The Trump administration’s tougher Cuba policy is already producing a measurable shift: major international hotel operators are retreating, cutting into one of the island’s last reliable sources of foreign cash. The change accelerated after Executive Order 14404 on May 1, 2026, expanded sanctions to cover foreign people, companies and financial institutions that do business with sanctioned Cuban entities, including the military-linked conglomerate GAESA.
Blue Diamond Resorts said it was immediately withdrawing from Cuba, where it had managed 62 hotels and more than 12,900 rooms. Spain’s Iberostar followed by stopping operations at 12 hotels tied to GAESA, while keeping some presence on the island through properties linked to other state-owned groups not swept up in the new sanctions framework. Meliá Hotels International then said on June 3 that it would immediately stop managing, marketing and providing brand services for 15 hotels in Cuba, after telling owners on May 26 that the business climate had worsened because of geopolitical, legal and economic conditions.
The pullback lands in a tourism market already under severe strain. Cuba received 328,608 international tourists from January through April 2026, a drop of 55.8% from the same period a year earlier.
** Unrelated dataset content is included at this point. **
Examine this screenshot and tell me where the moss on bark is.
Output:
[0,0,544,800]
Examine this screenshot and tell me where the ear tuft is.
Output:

Meliá’s own properties were already being hit hard, with most of its Cuba hotels closed or inactive because of power shortages and weak tourism demand. That leaves the burden not just on the Cuban state and GAESA, but on hotel workers, subcontractors and private entrepreneurs who depend on visitor spending for income, supplies and transport.

Havana has defended GAESA, saying the military-run conglomerate has contributed to Cuba’s economic and social development despite the renewed U.S. pressure campaign. But the latest departures suggest the sanctions are reshaping commercial behavior faster than they are changing the island’s politics. Cuba’s central bank also said it would suspend Visa and Mastercard transactions starting June 6, citing the same sanctions pressure, a sign that the financial fallout is spreading beyond hotels and into everyday commerce.